Becoming a Habitat Home Owner
Qualified families who are selected to become Habitat home owners are called “partner families” because they become partners with Habitat in building their home and in supporting the Habitat mission.
- How does Habitat For Humanity work?
- Who qualifies to purchase a Habitat home and become a Partner Family?
- What are the requirements of a family once their application is accepted?
- Homebuilder classes
- When, Where, and How are applications taken?
- Where do we build?
To answer the question, first consider our mission statement: “Habitat for Humanity Quad Cities works in partnership with God and people from all walks of life to build simple, decent, affordable housing and improve our community so people can live as God intended.” Habitat helps families in need by: selling them a house which meets the needs of their family pricing the house to cover the cost of construction with no profit added providing the family with financing (a 0% mortgage) held by Habitat for Humanity Quad Cities providing an opportunity for families to meet and interact with people in our community that they may not have otherwise had the opportunity to meet.

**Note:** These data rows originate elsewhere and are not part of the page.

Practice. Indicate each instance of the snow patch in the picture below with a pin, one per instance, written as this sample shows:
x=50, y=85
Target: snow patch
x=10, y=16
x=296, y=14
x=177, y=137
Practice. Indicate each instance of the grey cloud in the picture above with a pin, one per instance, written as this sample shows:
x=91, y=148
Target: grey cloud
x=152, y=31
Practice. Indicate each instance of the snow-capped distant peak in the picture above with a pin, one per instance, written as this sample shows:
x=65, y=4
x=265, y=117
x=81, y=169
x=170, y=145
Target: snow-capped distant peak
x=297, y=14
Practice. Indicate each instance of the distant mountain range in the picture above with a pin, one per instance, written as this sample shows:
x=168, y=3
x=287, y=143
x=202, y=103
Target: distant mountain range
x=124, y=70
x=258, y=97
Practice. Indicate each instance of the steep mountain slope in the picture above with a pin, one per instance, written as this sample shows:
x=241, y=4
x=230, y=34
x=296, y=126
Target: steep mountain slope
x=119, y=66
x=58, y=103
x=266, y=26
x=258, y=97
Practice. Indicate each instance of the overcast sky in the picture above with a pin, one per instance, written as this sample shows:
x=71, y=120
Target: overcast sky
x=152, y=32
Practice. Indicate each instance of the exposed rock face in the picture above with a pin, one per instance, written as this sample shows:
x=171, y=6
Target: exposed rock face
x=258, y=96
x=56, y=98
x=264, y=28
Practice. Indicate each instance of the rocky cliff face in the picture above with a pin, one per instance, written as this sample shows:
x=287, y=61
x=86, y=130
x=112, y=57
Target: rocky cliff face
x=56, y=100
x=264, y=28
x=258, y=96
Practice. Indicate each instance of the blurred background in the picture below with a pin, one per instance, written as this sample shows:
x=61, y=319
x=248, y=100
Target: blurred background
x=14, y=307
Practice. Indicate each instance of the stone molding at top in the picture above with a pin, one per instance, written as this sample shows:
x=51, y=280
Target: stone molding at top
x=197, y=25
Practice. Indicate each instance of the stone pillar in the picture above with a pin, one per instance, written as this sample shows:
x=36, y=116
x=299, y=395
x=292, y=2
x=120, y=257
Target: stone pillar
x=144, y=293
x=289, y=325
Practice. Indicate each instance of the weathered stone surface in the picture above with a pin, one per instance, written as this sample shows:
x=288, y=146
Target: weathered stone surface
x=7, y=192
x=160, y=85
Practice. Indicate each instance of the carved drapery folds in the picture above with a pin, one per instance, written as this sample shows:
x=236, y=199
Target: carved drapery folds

WHO QUALIFIES TO PURCHASE A HABITAT HOME AND BECOME A PARTNER FAMILY?
To be eligible to apply, a family must demonstrate that they have: a critical housing need (housing they live in is either in poor repair, too small for their family or beyond their financial means) a steady income and the ability to make regular monthly mortgage payments, and willingness to participate in Habitat’s building and community outreach activities, including earning the required “sweat equity”. If a family meets these criteria, and if Habitat for Humanity Quad Cities is currently recruiting partner families, the family is eligible to apply. Habitat for Humanity Quad Cities accepts applications once each year.
WHAT ARE THE REQUIREMENTS OF A FAMILY ONCE THEIR APPLICATION IS ACCEPTED? Habitat World, a publication of Habitat for Humanity International explains one of our key concepts as follows: “Sweat equity” is Habitat’s name for the labor that Habitat homeowners expend in building their houses and the houses of their neighbors, as well as the time they spend investing in their own self-improvement. For years sweat equity has been a keystone of the Habitat program; important to partner families, attractive to donors, and adopted by many other housing organizations. Sweat equity and partnership are among Habitat’s enduring concepts, growing out of the ministries of Koinonia Farm, taproot of Habitat for Humanity International. As future homeowners work their sweat equity beside volunteers who help build their houses, they gain dignity, self-worth and a sense of community. The process reinforces the words of Koinonia leader Clarence Jordan that the poor need “co-workers not caseworkers, capital not charity. – Habitat World, September 2001 Habitat for Humanity Quad Cities requires the following from its Partner Families: 500 hours Sweat Equity per family (with a maximum of 250 per adult in the household); Half the Sweat Equity must be completed before the breaking ground on the family’s home; 75 hours (per adult) must be completed before a family can select the location of their home; Adults in the household must attend a series of home ownership classes covering various topics, such as conflict resolution, budgeting and financial planning, and home maintenance.
HOMEBUILDER CLASSES HFHQC is committed to encouraging successful, long-term homeownership. We could simply build the houses and turn them over to the new homeowner, but both the staff and Board of Directors believe that Habitat is about more than building houses -it is about building community. Homebuilder classes provide the opportunity to learn new skills and gain sweat equity hours. Through these classes Habitat staff and volunteers come together with future Habitat homeowners and, over a period of time, create bonds, forge new friendships and build community. Partner families see their lives transformed in the process of building their home and the homes of other Habitat for Humanity families. The homebuilder classes give them the tools to be successful, long-term homeowners and contributing members of our community. Call the office at 563-359-9066 for information on the next scheduled homebuilder classes.
WHEN ARE APPLICATIONS TAKEN? Habitat for Humanity Quad Cities hosts an informational meeting once each year. The meeting is scheduled for three hours – the first part of the meeting is a presentation about Habitat for Humanity to let everyone know what the organization is all about, what the guidelines are for income given the number of people in the family, how the application process works, and what will be required of applicants, if accepted. The second part of the meeting is for filling out the application and making copies of the required documentation. Habitat’s Family Selection committee members are available at the meeting to answer any questions applicants may have. Please call the office for informational meeting schedules.
WHERE DO WE BUILD? Habitat for Humanity Quad Cities builds new houses on empty lots typically located in Davenport, Rock Island, East Moline, and Moline. Most of the lots HFHQC builds on are made available by the city the land is located in – often a house in a state of extreme disrepair and the lot it stands on are acquired by the city for lack of payment. In such cases the city may demolish the house and give the empty lot to Habitat. In other cases, lots are donated by private individuals, and occasionally purchased by Habitat for Humanity Quad Cities.